Global planners are just finishing up an international conference in Lima, Peru with the stated aim of curtailing climate change. More than 190 nations are represented at the United Nations Framework Convention on Climate Change Conference of the Parties, COP20.
It’s arrogant for mere humans to think they can stop climate change. But climate change has been deemed the bad guy. Halting it is the goal that’s been articulated to summon nations to take part in these efforts to bind developed countries like the United States into transferring large amounts of money and technology to developing countries, like China and India. Each conference lays the groundwork for the next. The current agreement being worked on will be finalized next year in Paris, France at COP21.
The real goal is massive wealth transfer. In 2011, at COP17, Convention Secretary Christiana Figueres told leaders gathered in Durban, South Africa these conferences are about the “complete transformation of the economic structure of the world.” At this conference, a “Green Climate Fund” was created into which developed nations are supposed to drop $100 billion per year. Now Ms. Figueres says this amount is just a “miracle proxy.” She says developing countries should rest assured “$90 trillion will go into infrastructure over the next 15 years.” Courtesy of the first-world taxpayer, of course.
The argument against the U.S. entering binding UN agreements to reduce emissions is that any possible benefit to the climate from our reductions would be negated many times over by emissions from China.

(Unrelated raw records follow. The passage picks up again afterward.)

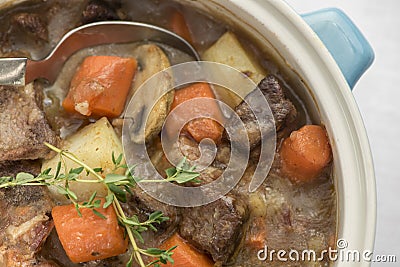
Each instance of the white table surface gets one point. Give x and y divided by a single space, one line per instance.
378 97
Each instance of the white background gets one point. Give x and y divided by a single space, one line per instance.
378 97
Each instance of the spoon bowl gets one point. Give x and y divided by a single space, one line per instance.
21 71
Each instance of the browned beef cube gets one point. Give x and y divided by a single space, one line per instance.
33 25
98 10
282 109
23 126
215 228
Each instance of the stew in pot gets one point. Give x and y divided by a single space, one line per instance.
69 198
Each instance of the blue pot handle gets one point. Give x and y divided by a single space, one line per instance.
345 42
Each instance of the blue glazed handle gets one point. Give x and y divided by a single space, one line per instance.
345 42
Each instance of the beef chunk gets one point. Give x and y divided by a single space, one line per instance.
23 126
215 228
98 10
142 205
11 168
282 109
33 25
25 224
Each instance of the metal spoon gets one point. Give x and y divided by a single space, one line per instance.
21 71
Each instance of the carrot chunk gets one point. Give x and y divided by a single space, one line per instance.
199 128
185 255
305 153
179 26
100 86
89 237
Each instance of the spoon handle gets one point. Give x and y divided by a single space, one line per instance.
12 71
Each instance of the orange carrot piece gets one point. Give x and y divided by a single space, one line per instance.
185 255
199 128
305 153
89 237
179 26
100 86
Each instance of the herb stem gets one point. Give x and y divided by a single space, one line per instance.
74 159
135 247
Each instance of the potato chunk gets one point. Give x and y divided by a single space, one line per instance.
228 50
93 145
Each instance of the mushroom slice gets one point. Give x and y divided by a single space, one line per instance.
152 60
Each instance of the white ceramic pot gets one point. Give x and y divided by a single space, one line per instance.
327 87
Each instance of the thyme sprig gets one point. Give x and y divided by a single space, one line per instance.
118 186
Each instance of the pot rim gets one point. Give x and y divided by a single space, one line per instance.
305 53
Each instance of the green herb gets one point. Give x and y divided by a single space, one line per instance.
119 186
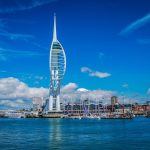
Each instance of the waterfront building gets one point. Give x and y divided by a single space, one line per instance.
37 103
114 100
57 65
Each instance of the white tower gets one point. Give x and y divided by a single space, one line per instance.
57 70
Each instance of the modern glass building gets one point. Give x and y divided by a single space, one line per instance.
57 70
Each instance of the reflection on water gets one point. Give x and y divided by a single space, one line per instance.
74 134
55 136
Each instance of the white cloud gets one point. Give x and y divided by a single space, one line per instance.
16 94
136 25
125 85
82 90
39 77
12 88
93 73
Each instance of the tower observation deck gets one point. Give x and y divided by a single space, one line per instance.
57 64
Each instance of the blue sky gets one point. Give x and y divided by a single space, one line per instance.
107 42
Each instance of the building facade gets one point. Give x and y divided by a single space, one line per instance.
57 65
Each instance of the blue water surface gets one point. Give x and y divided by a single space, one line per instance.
73 134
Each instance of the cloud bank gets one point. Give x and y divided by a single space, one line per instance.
93 73
17 94
136 25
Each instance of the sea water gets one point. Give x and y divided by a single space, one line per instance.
74 134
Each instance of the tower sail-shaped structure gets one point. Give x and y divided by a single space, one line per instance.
57 65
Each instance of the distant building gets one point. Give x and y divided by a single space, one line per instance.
114 100
148 102
37 103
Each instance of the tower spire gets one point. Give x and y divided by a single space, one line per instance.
54 31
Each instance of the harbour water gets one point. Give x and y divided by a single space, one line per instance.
74 134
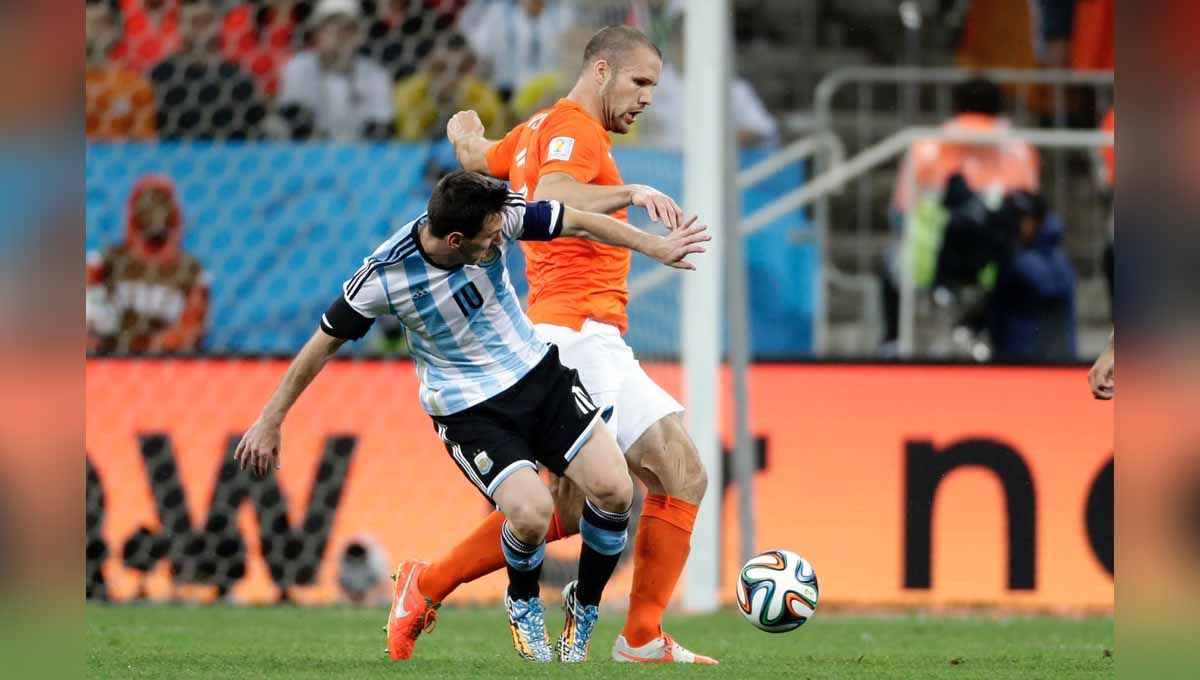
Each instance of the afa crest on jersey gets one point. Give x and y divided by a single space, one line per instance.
483 463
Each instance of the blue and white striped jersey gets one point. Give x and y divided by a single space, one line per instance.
467 331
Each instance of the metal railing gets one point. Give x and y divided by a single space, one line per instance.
916 85
827 151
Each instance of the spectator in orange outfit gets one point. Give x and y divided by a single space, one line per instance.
1079 34
258 36
120 101
150 35
147 294
989 169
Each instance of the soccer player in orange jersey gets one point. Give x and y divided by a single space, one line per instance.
577 296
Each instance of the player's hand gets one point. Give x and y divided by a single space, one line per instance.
663 208
463 125
259 449
1103 374
682 242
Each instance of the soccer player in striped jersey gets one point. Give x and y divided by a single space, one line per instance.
501 401
577 296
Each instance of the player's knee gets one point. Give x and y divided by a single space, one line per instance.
612 492
531 517
675 463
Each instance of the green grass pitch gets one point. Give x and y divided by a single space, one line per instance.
292 643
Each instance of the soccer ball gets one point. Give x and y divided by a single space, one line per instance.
778 591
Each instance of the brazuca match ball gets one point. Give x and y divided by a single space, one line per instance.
778 591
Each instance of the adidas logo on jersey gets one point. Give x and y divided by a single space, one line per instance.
582 399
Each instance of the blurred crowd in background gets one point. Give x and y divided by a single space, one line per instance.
358 70
396 70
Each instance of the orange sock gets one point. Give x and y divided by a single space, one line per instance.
477 555
664 540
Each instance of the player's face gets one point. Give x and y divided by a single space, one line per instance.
153 209
489 239
629 90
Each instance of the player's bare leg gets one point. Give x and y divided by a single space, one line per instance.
666 461
600 473
527 507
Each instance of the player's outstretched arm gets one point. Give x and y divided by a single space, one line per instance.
1102 377
670 250
607 198
259 447
466 132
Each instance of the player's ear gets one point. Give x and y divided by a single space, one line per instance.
601 70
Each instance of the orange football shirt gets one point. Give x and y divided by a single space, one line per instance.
570 280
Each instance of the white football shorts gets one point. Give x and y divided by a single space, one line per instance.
612 377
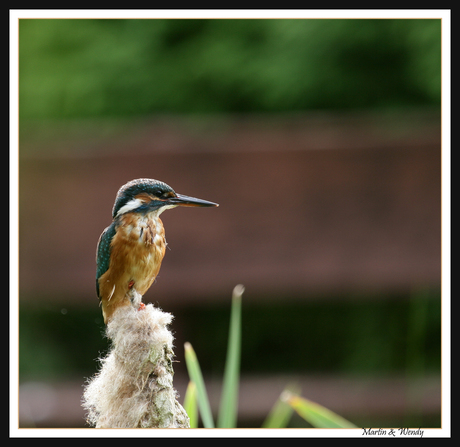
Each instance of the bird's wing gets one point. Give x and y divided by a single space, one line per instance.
103 253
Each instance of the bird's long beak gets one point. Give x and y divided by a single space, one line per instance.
182 200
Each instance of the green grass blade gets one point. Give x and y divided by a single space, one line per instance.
191 404
194 371
315 414
281 412
228 410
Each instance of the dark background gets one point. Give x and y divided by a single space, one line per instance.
320 140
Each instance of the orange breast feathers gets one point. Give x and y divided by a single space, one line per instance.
137 250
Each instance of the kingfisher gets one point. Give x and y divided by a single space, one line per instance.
130 250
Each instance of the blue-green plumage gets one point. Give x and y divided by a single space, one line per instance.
131 249
103 252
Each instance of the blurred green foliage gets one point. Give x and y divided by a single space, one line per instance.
76 68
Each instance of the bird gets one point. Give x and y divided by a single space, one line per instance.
130 250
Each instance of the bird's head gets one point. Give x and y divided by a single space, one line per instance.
147 195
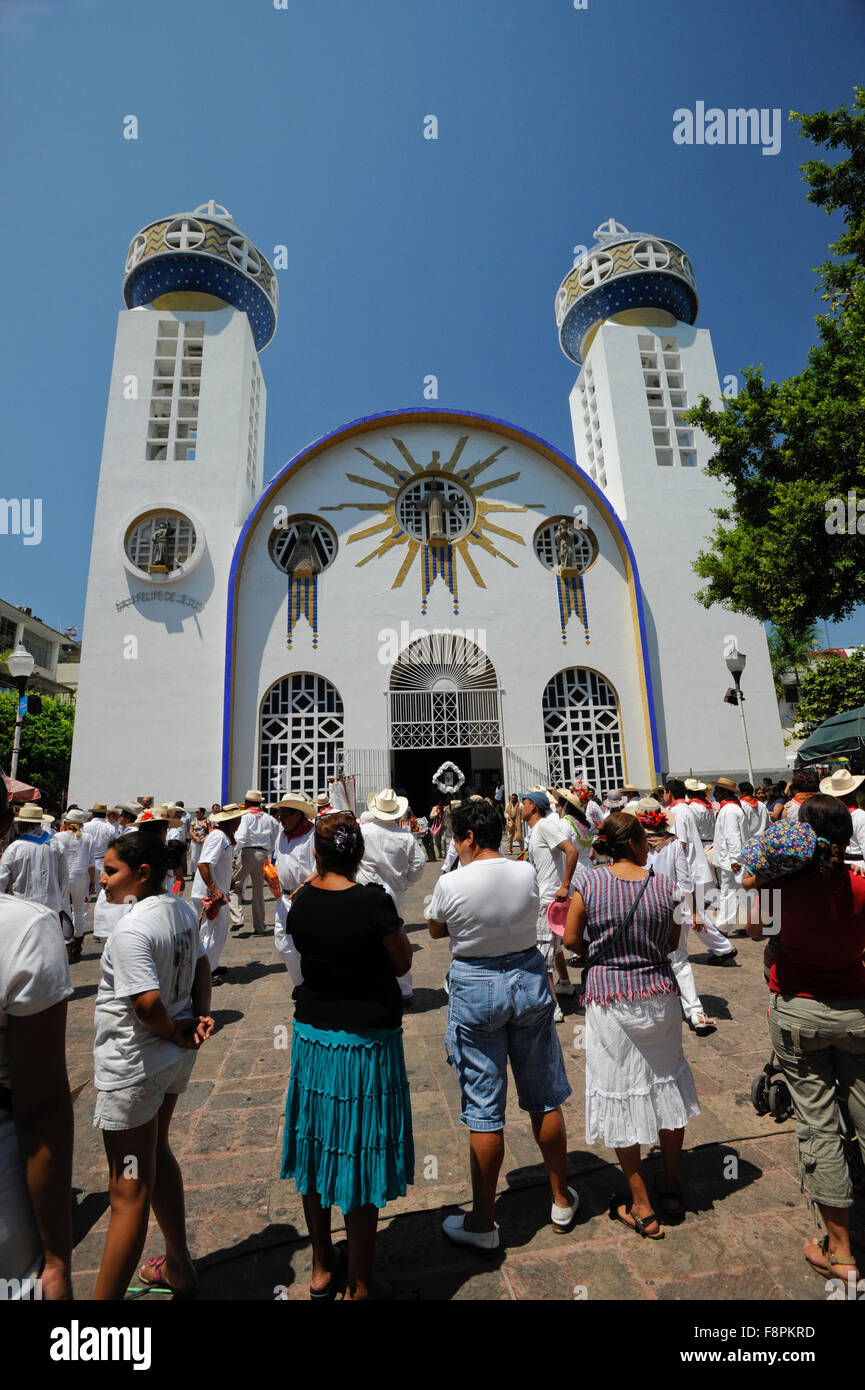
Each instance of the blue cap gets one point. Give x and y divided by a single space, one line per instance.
538 798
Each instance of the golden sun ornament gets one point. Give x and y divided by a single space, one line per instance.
435 513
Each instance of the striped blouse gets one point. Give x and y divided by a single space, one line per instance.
640 968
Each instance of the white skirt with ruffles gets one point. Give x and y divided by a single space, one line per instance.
637 1080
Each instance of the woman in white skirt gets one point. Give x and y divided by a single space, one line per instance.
639 1087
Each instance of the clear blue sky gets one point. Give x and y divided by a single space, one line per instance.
406 256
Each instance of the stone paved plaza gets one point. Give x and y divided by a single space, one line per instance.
746 1219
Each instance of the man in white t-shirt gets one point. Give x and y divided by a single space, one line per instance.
554 858
391 856
213 880
34 866
35 1144
499 1014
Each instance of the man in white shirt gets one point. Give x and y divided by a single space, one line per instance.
391 856
700 870
726 851
102 833
844 786
78 852
255 838
212 880
295 862
554 859
34 866
754 812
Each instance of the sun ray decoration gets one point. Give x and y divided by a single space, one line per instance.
402 526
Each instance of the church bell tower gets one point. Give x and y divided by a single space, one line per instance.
181 466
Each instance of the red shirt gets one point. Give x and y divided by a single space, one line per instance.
822 937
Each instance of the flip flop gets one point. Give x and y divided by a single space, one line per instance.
150 1278
636 1223
828 1266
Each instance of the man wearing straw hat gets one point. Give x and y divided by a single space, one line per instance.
34 866
212 881
844 786
102 831
295 862
726 849
255 838
391 856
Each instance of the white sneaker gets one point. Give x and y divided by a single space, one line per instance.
562 1216
486 1241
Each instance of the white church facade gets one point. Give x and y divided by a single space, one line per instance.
416 587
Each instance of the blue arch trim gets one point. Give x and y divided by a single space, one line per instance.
415 414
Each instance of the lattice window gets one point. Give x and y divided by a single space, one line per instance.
412 510
177 544
581 727
174 394
252 442
302 736
666 399
284 538
586 545
444 694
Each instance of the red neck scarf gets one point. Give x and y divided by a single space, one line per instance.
302 829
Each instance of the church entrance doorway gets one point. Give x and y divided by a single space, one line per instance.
444 708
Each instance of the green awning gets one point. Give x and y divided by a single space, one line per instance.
835 737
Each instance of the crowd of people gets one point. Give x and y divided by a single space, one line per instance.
609 884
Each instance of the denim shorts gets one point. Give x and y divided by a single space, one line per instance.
501 1009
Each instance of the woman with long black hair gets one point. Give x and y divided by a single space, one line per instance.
639 1087
152 1015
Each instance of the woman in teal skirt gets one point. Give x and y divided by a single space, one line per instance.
348 1116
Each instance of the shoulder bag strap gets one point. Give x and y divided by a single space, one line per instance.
612 945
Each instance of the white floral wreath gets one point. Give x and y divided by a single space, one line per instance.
451 786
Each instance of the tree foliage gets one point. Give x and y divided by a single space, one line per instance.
787 449
833 685
46 744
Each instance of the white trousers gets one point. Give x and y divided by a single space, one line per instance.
684 977
213 933
78 890
252 868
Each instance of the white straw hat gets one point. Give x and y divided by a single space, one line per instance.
387 805
840 784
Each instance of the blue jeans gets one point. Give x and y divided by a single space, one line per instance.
501 1009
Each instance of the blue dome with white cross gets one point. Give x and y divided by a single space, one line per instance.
202 260
626 275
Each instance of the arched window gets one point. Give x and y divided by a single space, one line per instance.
302 736
581 727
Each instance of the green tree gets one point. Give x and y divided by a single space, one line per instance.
833 685
787 451
789 651
46 744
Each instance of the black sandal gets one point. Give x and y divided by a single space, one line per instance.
636 1223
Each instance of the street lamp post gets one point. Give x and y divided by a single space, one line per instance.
20 665
736 665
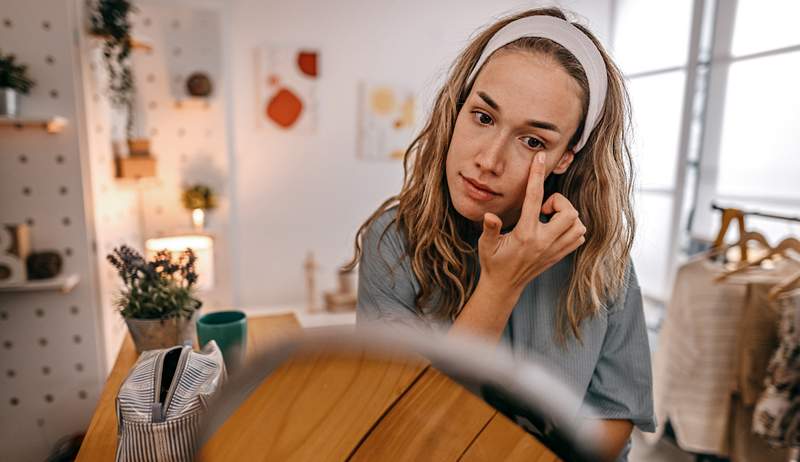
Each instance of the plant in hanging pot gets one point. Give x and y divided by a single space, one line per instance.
14 80
109 20
198 199
157 300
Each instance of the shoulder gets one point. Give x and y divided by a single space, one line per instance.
629 297
384 231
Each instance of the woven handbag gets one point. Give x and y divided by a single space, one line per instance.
161 402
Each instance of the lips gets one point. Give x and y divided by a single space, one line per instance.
480 185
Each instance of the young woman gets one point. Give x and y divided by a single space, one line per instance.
515 222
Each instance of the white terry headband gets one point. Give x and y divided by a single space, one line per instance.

But that was supposedly cured last month, when President Obama made a deal with China to reduce U.S. emissions at double the rate we are already accomplishing, beginning now. Not much of a deal. The agreement commits China to begin cutting emissions sixteen years from now. But China was on track to plateau its carbon emissions in 2030 anyway.
The goal is a total phase-out of fossil fuels, a completely unrealistic idea which would devastate economies. Cathie Adams, President of Texas Eagle Forum, has been attending these Climate Conferences since they began in Kyoto, Japan in 1997. She says “wind and solar are NOT dependable sources of energy.” The technology is not developed enough and, without generous government subsidies, solar and wind companies simply don’t make it.
Should we attempt to minimize carbon emissions? Certainly. And we are. Since 2005, the United States has already cut more carbon emissions than any nation on earth. But in doing so, we should not, as columnist Charles Krauthammer warns, “commit economic suicide without purpose.”
In Paris, next year, climate planners hope to produce a document to replace the one finalized in Kyoto, Japan in 1997. The U.S. Senate never ratified that one. It would have devastated our economy. The next Senate is not likely to approve any such agreement. But the current administration, inclined to bypass Congress, supports this agenda. We must take this seriously.